A casa caiu?

por Dodi Tavares Borges Leal

Contos Imorais - Parte 1: Casa Mãe ©️Jean-Luc Beaujault

E se as instituições que dão pilar à sociedade estivessem à beira de cair com um sopro? Na fábula dos três porquinhos aprendemos, dentre outras coisas, que proteger-se do lobo mau depende da força das estruturas que erguem. Em Contos Imorais – Parte 1: Casa Mãe (Contes Immoraux – Partie 1: Maison Mère), vemos que água mole em papelão mais mole ainda tanto bate até que cai. E perguntamos, de que matéria física é feita a democracia? Para preservar as instituições dos desgastes precisamos erguê-la com que matéria?

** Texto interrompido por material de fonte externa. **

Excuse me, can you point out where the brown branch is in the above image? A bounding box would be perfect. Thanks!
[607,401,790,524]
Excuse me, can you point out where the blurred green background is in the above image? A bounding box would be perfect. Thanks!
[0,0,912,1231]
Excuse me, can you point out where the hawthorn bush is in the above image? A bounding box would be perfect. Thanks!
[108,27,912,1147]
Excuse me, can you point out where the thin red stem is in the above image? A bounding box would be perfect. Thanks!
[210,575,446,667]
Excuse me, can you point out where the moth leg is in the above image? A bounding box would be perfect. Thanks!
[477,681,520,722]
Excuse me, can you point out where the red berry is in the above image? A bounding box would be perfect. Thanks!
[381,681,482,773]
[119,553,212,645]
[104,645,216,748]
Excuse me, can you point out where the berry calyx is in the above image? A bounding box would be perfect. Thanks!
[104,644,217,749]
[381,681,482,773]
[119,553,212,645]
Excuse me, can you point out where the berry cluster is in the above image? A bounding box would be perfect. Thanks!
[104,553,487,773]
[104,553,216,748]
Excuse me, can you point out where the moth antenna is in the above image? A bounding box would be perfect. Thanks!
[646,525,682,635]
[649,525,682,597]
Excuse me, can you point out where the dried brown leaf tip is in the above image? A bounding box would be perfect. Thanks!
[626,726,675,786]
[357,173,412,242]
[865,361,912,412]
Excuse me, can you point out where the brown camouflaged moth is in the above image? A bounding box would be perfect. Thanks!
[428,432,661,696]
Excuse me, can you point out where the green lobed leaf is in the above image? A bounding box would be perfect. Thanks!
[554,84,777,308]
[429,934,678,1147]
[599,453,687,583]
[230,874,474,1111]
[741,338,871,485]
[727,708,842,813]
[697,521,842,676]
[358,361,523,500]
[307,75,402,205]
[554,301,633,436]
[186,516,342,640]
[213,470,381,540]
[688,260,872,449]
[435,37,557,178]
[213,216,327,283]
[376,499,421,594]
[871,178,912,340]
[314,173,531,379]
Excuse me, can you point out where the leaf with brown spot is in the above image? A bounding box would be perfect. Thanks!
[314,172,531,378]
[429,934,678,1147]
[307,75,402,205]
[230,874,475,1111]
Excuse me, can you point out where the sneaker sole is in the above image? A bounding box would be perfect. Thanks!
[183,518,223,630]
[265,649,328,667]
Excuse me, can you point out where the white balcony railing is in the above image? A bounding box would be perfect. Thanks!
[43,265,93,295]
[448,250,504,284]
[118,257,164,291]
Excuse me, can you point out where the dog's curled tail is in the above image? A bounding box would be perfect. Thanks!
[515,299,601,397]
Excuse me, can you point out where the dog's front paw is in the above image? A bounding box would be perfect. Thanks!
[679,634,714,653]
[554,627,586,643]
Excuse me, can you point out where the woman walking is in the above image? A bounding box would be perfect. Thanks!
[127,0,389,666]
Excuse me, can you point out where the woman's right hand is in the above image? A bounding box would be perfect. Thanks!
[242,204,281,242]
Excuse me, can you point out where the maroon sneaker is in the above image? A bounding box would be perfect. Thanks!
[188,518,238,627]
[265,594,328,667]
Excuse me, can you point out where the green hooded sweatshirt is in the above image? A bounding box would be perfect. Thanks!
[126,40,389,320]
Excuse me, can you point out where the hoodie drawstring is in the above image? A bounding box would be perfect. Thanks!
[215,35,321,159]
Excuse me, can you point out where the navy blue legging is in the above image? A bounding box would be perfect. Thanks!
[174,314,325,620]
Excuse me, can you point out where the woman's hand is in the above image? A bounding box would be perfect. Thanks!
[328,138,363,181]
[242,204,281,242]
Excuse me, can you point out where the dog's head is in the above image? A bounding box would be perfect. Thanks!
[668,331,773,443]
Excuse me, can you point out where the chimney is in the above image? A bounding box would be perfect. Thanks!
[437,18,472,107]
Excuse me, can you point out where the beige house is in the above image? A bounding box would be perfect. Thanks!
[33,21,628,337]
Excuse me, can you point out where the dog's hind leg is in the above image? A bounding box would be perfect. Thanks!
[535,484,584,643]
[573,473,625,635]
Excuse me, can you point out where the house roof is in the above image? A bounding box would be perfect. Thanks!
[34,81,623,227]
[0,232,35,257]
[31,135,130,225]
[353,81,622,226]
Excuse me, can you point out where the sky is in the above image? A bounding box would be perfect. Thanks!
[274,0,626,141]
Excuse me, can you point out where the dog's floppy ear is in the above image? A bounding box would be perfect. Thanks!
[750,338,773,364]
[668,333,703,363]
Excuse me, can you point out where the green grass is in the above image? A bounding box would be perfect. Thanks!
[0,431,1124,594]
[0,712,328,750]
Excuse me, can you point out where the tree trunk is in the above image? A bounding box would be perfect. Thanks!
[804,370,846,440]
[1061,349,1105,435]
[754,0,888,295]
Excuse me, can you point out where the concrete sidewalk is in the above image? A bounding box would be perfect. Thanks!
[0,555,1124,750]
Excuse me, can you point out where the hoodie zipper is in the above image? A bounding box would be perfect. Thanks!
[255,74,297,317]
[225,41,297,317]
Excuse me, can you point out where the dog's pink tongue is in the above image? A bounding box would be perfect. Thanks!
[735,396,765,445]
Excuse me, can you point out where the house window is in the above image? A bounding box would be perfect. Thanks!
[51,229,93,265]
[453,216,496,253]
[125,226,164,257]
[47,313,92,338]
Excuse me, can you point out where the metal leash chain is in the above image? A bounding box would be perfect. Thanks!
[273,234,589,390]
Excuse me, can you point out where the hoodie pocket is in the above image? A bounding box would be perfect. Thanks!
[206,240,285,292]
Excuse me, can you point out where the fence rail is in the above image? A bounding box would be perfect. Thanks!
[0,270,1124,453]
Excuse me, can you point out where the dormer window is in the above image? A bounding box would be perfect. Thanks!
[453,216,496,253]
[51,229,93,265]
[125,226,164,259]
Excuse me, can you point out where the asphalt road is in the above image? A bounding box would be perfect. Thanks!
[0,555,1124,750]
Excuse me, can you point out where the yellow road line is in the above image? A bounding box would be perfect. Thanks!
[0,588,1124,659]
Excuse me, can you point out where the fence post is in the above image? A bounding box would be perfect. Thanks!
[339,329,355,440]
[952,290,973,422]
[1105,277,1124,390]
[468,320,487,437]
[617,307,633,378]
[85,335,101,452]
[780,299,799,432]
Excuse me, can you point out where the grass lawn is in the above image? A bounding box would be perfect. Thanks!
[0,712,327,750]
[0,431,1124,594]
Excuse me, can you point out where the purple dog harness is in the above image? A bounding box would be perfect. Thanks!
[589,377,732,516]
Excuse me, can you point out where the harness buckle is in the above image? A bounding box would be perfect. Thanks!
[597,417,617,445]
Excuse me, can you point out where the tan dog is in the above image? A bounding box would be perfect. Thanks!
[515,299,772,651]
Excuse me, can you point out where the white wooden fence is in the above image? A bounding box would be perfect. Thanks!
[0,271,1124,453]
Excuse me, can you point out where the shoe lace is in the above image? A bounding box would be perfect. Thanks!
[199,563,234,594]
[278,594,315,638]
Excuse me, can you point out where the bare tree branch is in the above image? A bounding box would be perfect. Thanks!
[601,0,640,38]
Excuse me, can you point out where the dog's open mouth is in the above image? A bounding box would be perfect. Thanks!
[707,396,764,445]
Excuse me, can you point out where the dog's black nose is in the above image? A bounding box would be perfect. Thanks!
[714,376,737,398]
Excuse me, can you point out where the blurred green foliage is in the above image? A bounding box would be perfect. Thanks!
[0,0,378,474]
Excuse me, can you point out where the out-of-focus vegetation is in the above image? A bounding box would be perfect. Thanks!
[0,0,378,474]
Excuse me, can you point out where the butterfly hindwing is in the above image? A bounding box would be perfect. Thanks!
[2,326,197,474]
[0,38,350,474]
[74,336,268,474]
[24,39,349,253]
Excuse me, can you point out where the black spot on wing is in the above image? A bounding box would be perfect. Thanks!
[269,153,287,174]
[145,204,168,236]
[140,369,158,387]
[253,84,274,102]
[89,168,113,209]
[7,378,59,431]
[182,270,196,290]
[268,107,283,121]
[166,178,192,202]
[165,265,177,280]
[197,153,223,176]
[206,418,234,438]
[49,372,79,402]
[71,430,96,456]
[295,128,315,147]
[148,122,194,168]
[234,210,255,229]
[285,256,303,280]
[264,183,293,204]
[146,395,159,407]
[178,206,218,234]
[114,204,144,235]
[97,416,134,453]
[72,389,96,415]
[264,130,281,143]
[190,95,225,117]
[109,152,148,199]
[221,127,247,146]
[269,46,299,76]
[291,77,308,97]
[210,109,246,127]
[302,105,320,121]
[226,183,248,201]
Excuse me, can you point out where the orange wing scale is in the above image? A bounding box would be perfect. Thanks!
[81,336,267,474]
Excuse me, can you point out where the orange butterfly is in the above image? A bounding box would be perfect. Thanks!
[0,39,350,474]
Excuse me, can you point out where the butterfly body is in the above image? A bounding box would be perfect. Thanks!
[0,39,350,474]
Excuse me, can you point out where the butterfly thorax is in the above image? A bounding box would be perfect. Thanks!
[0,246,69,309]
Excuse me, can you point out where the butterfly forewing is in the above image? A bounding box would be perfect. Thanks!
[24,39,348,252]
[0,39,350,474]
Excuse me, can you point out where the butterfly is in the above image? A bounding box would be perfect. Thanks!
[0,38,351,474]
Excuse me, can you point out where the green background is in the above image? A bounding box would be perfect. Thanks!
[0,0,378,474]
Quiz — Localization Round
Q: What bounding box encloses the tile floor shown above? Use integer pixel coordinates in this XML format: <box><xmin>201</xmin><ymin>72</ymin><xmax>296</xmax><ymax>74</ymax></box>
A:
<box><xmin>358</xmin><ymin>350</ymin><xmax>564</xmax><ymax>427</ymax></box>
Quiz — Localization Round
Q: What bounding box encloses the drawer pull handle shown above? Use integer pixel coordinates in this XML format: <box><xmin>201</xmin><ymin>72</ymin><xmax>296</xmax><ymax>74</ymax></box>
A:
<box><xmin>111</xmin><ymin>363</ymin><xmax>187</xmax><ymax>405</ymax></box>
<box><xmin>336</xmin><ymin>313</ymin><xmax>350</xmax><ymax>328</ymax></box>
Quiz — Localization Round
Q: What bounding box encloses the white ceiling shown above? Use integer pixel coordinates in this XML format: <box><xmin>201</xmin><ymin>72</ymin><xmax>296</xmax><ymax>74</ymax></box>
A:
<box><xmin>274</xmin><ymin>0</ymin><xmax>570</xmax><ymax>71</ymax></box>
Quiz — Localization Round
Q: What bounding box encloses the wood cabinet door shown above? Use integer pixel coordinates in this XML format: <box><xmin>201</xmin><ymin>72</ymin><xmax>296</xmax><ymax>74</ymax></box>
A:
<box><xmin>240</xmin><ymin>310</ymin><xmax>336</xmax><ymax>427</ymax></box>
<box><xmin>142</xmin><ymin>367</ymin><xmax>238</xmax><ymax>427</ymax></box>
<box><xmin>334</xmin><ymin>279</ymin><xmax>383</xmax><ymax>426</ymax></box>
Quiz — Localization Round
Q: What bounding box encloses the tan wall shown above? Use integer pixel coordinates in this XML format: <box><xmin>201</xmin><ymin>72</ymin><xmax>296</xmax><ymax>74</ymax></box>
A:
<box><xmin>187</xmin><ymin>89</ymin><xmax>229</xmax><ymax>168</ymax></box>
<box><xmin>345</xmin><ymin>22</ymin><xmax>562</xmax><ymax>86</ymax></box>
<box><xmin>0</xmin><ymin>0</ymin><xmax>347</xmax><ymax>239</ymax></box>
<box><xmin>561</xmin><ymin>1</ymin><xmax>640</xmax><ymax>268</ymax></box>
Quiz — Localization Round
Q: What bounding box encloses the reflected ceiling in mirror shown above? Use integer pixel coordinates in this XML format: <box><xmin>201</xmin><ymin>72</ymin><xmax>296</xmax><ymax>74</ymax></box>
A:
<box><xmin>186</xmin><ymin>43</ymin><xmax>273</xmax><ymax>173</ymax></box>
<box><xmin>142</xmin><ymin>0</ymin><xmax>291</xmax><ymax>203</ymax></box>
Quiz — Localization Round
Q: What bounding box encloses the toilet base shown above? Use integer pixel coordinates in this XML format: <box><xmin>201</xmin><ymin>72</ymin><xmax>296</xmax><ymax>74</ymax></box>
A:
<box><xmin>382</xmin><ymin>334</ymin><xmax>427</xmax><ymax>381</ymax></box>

Uma casa sob encomenda do IKEA. Monte você mesmo! Será que a mega-loja passou a vender também um kit Estado de direito democrático com instruções de instalação e de uso? Phia Ménard nos apresenta o (nosso) chão com uma série de peças que acabam por tornar-se espetinho de palco. Placas voadoras. É preciso dar adesão às junções. Toda a matéria vem do chão. Fita adesiva pode colar pedaços de poder? A personagem arranca no dente. Pedaços de fita. Sua compulsão, em certa pressa crescente, e a colagem de fita sobre fita nos indicam que é preciso fixar bem. Ela parece que tentou com todas as suas forças que a casa ficasse de pé.

“Qual é a figura que você leva para a cena?”. Perguntou-se à Phia Ménard após a primeira apresentação de Casa Mãe no Sesc Pinheiros, pela MITsp 2020. Ela responde: “Femme. Femme. Femme!” Uma mulher. Aqui no Brasil há algumas décadas, antes das construtoras reinarem o mercado, quem construía as casas eram os pedreiros. E Phia é uma pedreira da cena, uma soldada com suas lanças e armadura. Às vezes ela se enfia embaixo do chão de placas e desprega seus ligamentos construindo assim um teto. Ergue uma parede, depois outra, depois outra. A mulher maneja a destreza do equilíbrio. O som de fábrica da paisagem logo adianta o tilintar metálico-hidráulico e a profusão de chuva que está por vir. Por ora, uma casa maluca, onde imagina-se viver em uma planitude diagonalizada.

A estrutura da possível casa balançando nos dá aflição enquanto público. Algo que nós cidadãs/ãos sentimos quando as instituições democráticas estão abaladas. E parece que só há uma pessoa que tem o cálculo de salvá-la. Ou de vê-la ruir. É uma grande guerreira travesti. Ela ousa até mesmo tirar um sarro com quem é espectador/a: fecha na nossa cara a quarta parede. Da casa e da cena. Onde ficam as convenções teatrais quando o cenário é uma gangorra e quando a casa está de ponta cabeça? Qual a força de constituições democráticas quando as superfícies já não se mostram planas, nem verticais?

Lá de dentro sai uma pessoa trans com uma serra elétrica. Ela rasga as paredes. A serra pode ser suas unhas. Eis que visualizamos o Parthenon. A casa do povo? Berço da democracia, ou avesso da democracia. Lembramos do texto Casa Vacía de Paul Preciado no qual ele correlaciona a pressa em mobiliar uma casa com a cisgeneridade naturalizada que precisa preencher os espaços sem lidar com os vazios com as quais as transições nos fazem viver. Construir a própria casa, uma avenção da transgeneridade.

Aí vemos ela ao lado da casa construída. Estamos a perceber o tempo que leva para os objetos se modificarem. O temporal cai e faz ruir impiedosamente as instituições democráticas erguidas. Acompanhamos as colunas desmancharem uma a uma. Os ladrilhos cedem. Grande fumaça vem de cima enquanto as colunas se dobram. Parece que a casa vai cair mais rápido, e juntar-se às poças d’água formadas no chão. E a travesti ao lado. É preciso notar que ela também esteve em transição o tempo todo. Uma gota trava.

Enquanto a casa caiu, vemos a mulher trans se erguendo com uma força adquirida gota a gota. Ela agradece dobrando a coluna do seu corpo, enquanto as colunas da casa já estão derrubadas. É traviarcado que fala?